Au contraire, la logique vichienne fournit la possibilité de la définir, parce qu’elle se fonde sur le dualisme entre représentation et concept. Ainsi, dans la proposition « l’homme est un animal rationnel », le concept est seulement constitué par « animal rationnel », aboutissement d’un jugement définitoire dans lequel un concept universel est uni à un concept différentiel. L’expression « l’homme » exprime, par contre, la représentation à laquelle ce concept se réfère. Ainsi n’est-il pas sujet par opposition à un prédicat, mais en tant que concret du concept. De même la copule « est » désigne une relation tout à fait différente de l’identité prédicative : elle signifie la correspondance du concept au concret, elle affirme que le concret se dit de cette représentation-là.

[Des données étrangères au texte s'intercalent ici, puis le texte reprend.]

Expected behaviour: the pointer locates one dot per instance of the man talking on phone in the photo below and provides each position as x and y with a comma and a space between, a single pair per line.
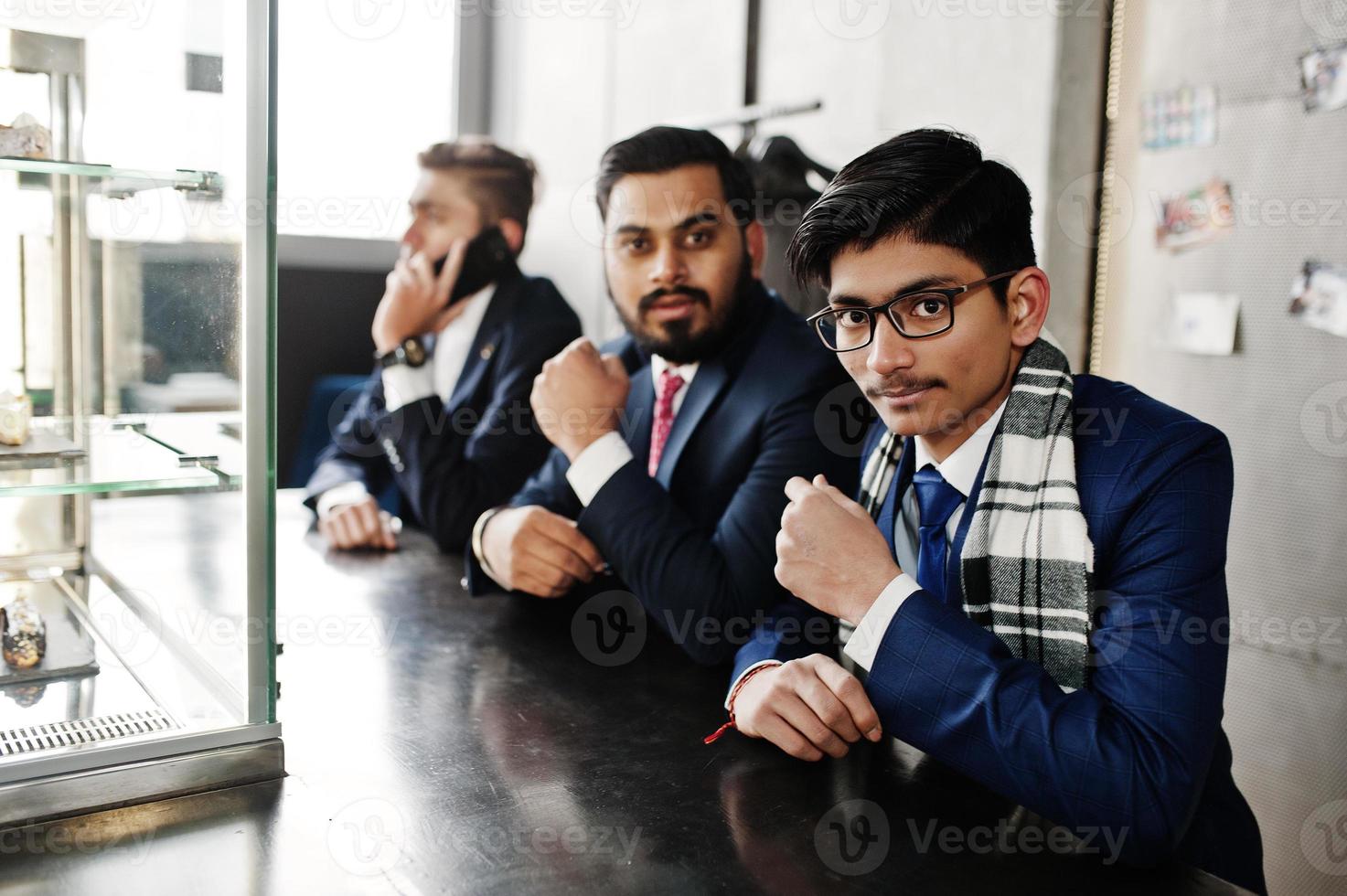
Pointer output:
458, 338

Il convient de remarquer que cette interprétation de la simple appréhension apportait aussi une modification profonde à la topique. Conçue pour l’invention de termes moyens de l’argumentation probable, elle trouvait sa place, depuis Aristote, dans la troisième opération de la logique. Or Vico l’a définie comme l’art propre à la première opération. Au cours de la polémique suscitée par la publication du De antiquissima, son interlocuteur du Giornale dei letterati s’était écrié : « Jamais, jusqu’à ce moment, on n’a vu une topique devenir règle de la simple appréhension de l’esprit » (38). Parce que Vico le savait, il a eu conscience d’affirmer quelque chose de nouveau.
On peut le constater à travers la polémique qui l’a opposé à Arnauld : ainsi que nous l’avons vu, pour celui-ci, la topique n’avait qu’une valeur catégoriale, inutile pour l’invention et surtout néfaste pour la vérité des jugements. Vico a reconnu que la topique des manuels, catégoriale et abstraite, ne pouvait pas fonder l’art de l’invention. Mais il a affirmé que, précédant cette abstraction créée par les logiciens, une topique opératoire existe dans l’esprit, sous forme d’un langage qui se met en mouvement chaque fois que l’homme juge sur des rapports de similitude (39). D’ailleurs, si la topique catégoriale est abstraite de la praxis du jugement, elle implique une topique en exercice, immanente du jugement.
Arnauld avait affirmé que l’invention des termes moyens du jugement est donnée par la nature et par la matière des questions ; pour Vico, le fait qu’une question se pose implique un rapport de similitude. En effet, il serait impossible de s’interroger sur la vérité des deux termes si, dans la question elle-même, ils n’étaient pas placés dans une relation de vraisemblance. Ainsi la question présuppose-t-elle la topique. On peut dire également que la topique fonde la question comme interrogation de l’être. On s’interroge et l’on recherche la définition de la chose, précisément parce qu’on en possède une représentation du vraisemblable. Or, avant d’être fixés dans les paradigmes, les « lieux » se trouvent déjà de façon active dans la représentation du vraisemblable.
En assimilant la simple appréhension à l’invention topique propre à la logique cicéronienne, Vico en était venu à l’identifier avec l’ingenium, interprétation baroque de l’invention topique (40). J’aurai l’occasion d’approfondir le contexte culturel de cette approche. Pour l’heure, il importe de souligner la parenté spirituelle de la pensée vichienne avec la culture baroque. Vico a fondé sa philosophie sur l’intuition de l’esthétique baroque, sur la faculté productrice de métaphores en acte. Ainsi s’est-il trouvé dans la même tension de conscience, recherchant l’être dans le jeu des apparences. À quoi, en effet, cette production topique pouvait-elle aboutir, sinon à des combinaisons d’images s’unissant dans des rapports de vraisemblance ?
Incapable de découvrir l’être en lui-même, Vico s’est abandonné à l’imagination, afin de la saisir dans le mirage de son œuvre. Il l’a réellement saisie, dans la mesure où son œuvre lui a permis de dévoiler les modes de son acte créateur. Menacé par le vide, comme l’artiste baroque il n’a pu se sauver qu’à travers son œuvre.